Face Collection
I have a folder on my computer that contains 271 photographs of Dua Lipa’s face. Just her face. Not in context, not at events, not with other people—just the closeups where you can see every angle. I sorted them by date, then I re-sorted them by lighting conditions. I’m not proud of this. I’m also not ashamed.
It started innocently enough. A production still from a video shoot. A candid from a magazine spread. Then paparazzi photos, screencaps from interviews, behind-the-scenes material from her record label that somehow ended up online. The face itself is interesting—there’s a specificity to it. The jaw, the way her eyes track. The slight flatness of her expression most of the time, like she’s used to being looked at and has decided not to perform anymore. It pulls you in.
I know what this looks like. I know I could be watching her performances, reading interviews, understanding her as an artist and a person. And I do some of that. She makes music, obviously—”New Rules” and the rest. But that’s not why I keep saving images. Somewhere between an art form and an obsession, I just wanted to know the shape of her face from every angle.

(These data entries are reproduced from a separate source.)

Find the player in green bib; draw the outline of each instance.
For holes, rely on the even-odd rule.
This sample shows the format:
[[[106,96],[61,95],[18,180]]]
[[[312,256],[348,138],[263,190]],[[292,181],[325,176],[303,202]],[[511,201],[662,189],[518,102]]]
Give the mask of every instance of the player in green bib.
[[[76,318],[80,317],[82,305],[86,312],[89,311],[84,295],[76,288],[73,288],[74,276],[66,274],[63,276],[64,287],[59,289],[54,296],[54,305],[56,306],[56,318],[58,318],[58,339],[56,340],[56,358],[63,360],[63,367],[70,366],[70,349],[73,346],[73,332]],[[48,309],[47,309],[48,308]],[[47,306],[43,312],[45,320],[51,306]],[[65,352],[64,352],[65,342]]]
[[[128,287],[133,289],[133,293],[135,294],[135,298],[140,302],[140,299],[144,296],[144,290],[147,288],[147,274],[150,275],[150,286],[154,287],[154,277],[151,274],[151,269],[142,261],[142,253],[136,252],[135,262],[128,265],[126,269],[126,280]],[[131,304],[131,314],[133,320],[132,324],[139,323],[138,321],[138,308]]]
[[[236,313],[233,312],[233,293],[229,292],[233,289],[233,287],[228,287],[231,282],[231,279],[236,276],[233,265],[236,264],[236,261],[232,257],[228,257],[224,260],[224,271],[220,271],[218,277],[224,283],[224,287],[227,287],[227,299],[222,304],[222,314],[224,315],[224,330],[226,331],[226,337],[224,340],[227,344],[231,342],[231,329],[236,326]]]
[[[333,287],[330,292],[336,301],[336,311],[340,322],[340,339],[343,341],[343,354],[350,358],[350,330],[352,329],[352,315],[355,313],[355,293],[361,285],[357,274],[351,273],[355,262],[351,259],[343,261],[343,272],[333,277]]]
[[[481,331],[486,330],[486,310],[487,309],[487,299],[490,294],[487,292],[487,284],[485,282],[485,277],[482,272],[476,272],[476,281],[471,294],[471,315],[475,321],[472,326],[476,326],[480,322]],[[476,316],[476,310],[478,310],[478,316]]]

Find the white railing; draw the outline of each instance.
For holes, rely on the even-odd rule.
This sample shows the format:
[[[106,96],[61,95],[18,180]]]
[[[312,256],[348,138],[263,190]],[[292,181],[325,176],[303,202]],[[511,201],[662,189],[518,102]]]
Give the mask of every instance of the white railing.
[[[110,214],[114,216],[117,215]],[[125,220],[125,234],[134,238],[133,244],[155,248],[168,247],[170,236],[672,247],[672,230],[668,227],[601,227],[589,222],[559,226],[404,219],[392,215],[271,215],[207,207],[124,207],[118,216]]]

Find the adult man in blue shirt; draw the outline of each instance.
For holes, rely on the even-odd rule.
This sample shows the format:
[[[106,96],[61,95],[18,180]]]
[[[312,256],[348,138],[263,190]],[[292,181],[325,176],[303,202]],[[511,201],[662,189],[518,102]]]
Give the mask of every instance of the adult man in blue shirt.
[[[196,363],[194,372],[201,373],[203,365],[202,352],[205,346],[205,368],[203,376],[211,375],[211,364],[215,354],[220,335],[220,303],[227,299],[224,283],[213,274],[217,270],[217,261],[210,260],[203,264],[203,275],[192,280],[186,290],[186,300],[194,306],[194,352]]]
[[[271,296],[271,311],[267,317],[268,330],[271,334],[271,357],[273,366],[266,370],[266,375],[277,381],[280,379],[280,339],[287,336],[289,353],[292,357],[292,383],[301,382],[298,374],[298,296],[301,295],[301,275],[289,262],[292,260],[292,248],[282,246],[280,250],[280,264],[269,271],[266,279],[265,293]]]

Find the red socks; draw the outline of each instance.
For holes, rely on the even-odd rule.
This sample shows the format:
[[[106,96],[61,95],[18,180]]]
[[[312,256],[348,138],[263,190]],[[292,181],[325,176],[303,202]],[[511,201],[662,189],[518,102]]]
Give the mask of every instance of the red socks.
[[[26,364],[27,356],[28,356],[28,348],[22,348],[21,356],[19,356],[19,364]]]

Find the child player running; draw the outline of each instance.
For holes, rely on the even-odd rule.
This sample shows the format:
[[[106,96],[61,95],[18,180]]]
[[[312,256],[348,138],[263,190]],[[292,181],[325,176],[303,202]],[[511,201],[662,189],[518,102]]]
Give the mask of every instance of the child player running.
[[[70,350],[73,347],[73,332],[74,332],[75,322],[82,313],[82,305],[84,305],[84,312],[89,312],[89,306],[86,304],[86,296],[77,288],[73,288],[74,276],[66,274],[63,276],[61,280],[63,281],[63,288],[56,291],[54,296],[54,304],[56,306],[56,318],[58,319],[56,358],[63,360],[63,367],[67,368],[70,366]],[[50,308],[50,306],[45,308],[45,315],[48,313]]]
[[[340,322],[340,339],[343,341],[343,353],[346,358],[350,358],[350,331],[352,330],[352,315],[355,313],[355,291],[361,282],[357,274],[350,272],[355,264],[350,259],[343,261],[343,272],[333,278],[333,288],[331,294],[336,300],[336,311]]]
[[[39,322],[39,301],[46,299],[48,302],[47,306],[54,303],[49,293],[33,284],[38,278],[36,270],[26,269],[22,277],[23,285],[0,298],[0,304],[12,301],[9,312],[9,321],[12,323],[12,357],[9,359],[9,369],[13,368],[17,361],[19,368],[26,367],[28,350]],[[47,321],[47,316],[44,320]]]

There’s something about celebrity that does this. It gives you permission to stare at someone long past the point of normalcy. You’re not studying a stranger; you’re consuming content. It’s mediated, public, somehow acceptable. But mediated or not, you’re still staring. You’re still building an archive of another person’s physical form. The justification matters less the longer you do it.
I don’t particularly want to meet her, or feel some sense of connection that isn’t there. I’m not fantasizing about being in her life. It’s almost the opposite—I want the distance. The photos are enough because they don’t require anything from me. I can look as long as I want. I can save and organize and arrange. There’s a control in it that real encounters would destroy.
Sometimes I open the folder just to flip through them. Nothing happens. I don’t get excited. It’s just looking at a face I find put-together in a specific way—the way her face is together. And then I close it and move on with my day. I think this is just something people do with images now, especially with people who exist primarily as images. You collect them, arrange them, return to them. It’s mild. It’s harmless. It’s also completely ridiculous, and I’m aware of that too.